WorkingData* dev_workingData; // pointer to device memory
cudaMalloc((void**)&dev_workingData, sizeof(WorkingData));
CUDA_initWorkingData(dev_workingData, L);


__global__ void initWorkingData(WorkingData* p_workingData, int p_L)
	p_workingData->w = (double ***)malloc( (p_L+1) * sizeof(double **) );

extern "C" void CUDA_initWorkingData(WorkingData* p_workingData, int p_L)
	initWorkingData<<<1,1>>>(p_workingData, p_L);

Now, the thing is that such a code gives me an “calling a host function(“malloc”) from a global function” error, with Visual Studio 2010, despite the “compute_20,sm_20” option in the “Code generation” parameter of my project and CU file (and I have a 2.1 device).

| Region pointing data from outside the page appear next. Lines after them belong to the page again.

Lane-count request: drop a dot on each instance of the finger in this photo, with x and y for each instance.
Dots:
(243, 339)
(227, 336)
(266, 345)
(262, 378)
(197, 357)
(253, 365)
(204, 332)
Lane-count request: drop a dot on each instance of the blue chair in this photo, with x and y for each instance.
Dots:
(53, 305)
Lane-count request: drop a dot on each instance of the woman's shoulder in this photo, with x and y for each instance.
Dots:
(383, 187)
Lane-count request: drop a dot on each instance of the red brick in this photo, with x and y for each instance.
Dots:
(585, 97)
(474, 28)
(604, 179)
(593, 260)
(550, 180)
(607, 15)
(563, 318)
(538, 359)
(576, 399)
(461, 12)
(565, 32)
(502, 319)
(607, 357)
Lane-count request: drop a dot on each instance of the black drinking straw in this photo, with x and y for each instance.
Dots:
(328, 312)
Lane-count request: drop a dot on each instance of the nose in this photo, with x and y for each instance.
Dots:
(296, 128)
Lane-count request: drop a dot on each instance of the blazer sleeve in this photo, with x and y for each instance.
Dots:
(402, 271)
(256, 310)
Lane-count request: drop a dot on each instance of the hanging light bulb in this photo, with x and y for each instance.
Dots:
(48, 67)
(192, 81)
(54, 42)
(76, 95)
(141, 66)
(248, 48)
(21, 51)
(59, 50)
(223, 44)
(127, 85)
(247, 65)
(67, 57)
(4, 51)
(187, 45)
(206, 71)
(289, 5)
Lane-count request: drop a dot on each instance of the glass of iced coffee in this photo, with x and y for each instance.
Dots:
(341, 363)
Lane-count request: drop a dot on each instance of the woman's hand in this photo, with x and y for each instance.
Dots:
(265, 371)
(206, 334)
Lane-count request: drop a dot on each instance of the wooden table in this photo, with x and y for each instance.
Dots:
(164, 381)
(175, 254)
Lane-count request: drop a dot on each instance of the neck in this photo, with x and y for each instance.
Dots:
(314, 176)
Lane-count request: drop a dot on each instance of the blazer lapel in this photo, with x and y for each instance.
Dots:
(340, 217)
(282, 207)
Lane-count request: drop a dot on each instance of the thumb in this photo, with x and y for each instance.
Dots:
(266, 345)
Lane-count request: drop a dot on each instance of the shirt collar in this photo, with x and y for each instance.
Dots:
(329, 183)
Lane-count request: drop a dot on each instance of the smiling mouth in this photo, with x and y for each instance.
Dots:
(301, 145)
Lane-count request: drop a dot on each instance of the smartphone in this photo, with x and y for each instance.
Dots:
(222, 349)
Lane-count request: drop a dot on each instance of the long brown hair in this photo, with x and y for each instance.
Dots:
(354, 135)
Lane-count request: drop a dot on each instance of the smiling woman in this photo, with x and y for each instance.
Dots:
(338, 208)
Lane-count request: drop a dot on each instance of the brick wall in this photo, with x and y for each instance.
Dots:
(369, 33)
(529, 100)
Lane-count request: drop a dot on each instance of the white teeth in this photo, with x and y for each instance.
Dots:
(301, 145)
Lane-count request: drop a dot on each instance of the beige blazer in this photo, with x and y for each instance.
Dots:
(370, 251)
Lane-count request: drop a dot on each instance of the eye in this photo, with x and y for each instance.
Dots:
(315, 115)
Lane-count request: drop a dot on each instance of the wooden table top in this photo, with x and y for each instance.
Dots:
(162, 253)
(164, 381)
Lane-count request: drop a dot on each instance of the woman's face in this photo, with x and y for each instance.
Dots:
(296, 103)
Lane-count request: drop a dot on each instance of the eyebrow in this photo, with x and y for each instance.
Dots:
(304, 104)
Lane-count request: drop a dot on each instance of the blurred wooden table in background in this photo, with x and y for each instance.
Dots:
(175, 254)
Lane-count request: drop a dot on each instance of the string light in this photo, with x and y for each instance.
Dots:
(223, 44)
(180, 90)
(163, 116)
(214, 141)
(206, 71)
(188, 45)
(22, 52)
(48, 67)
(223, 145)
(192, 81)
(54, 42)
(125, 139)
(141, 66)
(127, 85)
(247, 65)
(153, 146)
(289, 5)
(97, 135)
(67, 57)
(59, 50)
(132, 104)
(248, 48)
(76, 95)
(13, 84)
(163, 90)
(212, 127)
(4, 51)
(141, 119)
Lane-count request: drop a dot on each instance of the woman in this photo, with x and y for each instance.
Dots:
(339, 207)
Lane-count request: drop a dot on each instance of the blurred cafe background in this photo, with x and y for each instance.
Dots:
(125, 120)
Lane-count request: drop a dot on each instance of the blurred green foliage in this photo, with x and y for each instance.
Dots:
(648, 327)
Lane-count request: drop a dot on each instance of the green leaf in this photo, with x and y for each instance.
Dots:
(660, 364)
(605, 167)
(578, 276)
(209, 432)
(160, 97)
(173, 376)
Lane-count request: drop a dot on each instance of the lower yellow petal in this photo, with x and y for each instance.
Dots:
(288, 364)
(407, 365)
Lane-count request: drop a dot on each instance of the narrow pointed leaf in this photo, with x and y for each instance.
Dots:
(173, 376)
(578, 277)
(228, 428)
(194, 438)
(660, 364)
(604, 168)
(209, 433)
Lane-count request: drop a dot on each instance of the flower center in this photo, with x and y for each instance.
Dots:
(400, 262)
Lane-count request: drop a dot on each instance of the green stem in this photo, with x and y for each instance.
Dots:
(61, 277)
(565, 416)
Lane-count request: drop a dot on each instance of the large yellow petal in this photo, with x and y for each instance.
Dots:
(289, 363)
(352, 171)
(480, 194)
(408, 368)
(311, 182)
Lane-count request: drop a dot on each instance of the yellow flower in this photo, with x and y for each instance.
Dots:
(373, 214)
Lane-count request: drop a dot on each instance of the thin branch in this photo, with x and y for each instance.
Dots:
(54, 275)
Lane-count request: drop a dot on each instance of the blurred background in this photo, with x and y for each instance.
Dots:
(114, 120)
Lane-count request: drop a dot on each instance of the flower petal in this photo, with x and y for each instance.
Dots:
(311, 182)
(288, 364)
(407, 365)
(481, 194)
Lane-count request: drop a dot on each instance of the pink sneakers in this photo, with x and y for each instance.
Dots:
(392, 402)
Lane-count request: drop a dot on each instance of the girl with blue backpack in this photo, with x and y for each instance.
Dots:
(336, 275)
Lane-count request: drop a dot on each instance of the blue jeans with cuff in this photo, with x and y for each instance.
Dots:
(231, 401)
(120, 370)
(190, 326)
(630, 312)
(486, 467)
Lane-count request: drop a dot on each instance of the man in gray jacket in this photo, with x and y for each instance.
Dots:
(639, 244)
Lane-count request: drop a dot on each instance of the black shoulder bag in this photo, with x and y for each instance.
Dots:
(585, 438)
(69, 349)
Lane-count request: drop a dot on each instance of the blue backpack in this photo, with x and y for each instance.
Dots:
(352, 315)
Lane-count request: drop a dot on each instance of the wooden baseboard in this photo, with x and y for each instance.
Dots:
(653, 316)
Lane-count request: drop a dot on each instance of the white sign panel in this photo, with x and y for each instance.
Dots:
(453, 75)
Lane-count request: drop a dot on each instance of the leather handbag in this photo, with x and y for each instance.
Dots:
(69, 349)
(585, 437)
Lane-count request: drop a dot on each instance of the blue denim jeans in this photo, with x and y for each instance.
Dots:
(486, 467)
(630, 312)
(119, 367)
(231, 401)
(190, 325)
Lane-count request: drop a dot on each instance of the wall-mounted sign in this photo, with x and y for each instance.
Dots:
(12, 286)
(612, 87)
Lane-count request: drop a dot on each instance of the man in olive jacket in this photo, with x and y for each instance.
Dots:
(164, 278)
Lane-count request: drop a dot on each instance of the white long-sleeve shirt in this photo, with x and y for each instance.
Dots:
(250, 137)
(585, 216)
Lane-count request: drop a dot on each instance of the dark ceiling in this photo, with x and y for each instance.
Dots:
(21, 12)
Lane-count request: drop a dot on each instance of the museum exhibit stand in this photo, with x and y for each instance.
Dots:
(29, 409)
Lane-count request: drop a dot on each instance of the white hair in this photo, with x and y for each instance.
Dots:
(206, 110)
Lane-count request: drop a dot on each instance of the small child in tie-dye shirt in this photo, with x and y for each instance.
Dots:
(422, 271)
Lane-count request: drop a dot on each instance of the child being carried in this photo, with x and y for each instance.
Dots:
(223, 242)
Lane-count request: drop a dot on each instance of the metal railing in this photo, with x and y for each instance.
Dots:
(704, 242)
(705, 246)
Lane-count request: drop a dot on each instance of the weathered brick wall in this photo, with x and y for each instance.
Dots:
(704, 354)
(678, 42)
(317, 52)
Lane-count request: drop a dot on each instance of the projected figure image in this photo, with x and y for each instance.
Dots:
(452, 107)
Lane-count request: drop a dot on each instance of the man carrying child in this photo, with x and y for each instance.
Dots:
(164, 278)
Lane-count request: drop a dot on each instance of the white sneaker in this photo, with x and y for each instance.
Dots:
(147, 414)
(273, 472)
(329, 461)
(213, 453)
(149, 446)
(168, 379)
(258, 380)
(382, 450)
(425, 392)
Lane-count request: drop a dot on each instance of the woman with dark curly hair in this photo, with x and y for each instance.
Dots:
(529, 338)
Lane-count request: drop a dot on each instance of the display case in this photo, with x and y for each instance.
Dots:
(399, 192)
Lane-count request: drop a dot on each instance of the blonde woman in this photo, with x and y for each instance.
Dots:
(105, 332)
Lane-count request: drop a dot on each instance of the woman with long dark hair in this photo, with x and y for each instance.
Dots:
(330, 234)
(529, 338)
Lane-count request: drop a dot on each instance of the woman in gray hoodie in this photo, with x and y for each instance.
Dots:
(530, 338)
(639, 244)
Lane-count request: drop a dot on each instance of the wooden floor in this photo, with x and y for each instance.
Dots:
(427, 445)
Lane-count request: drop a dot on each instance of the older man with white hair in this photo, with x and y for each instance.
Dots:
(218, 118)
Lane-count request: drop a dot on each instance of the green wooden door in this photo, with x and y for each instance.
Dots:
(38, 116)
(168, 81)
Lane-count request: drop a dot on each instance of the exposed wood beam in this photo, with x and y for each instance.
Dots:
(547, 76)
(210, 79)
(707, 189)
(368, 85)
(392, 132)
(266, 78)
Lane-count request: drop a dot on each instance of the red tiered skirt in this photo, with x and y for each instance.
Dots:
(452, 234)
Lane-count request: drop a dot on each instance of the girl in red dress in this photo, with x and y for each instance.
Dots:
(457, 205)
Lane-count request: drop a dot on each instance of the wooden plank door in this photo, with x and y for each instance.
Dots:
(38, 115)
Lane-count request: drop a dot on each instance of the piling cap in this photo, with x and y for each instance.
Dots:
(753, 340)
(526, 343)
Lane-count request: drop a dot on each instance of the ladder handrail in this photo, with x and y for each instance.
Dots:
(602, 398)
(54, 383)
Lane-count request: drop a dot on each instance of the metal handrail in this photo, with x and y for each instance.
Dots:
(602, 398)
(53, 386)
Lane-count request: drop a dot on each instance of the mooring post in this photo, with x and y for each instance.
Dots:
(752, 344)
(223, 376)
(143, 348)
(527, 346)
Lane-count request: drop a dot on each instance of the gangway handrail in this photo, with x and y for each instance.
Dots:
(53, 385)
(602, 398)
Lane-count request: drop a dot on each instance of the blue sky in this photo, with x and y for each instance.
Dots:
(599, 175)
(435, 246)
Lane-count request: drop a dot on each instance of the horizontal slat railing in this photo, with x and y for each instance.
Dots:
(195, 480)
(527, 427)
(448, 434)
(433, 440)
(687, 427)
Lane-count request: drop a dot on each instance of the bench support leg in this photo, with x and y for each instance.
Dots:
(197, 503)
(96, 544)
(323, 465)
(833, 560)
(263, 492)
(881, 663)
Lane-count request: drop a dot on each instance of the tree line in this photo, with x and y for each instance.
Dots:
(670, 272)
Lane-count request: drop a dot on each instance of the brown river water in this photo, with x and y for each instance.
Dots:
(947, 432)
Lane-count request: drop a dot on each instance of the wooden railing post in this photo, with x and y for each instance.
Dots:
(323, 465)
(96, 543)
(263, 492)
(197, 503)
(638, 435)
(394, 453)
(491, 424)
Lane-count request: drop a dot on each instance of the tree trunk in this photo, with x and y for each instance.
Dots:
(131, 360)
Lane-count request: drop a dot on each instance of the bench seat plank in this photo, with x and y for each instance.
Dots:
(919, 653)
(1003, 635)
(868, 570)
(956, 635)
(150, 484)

I also read here and there that such malloc inside a kernel should be avoided.

Here are my questions:

  • Why such an error with Visual Studio?
  • Why malloc should be avoided inside a kernel?
  • Is it ok to write such a kernel inteded only to be called with <>>?
  • Any hint about a different way of doing what I want to do?

Thank you
(Sorry, but the [CODE] tag interpretation seems to bug and mess all the code if I use more than one instance of it)

Ok, I got the answer to my first question here:

I had to remove sm_10.

As you probably understood, I’m a beginner. I search for my answers, but I’m not reluctant to receive some help.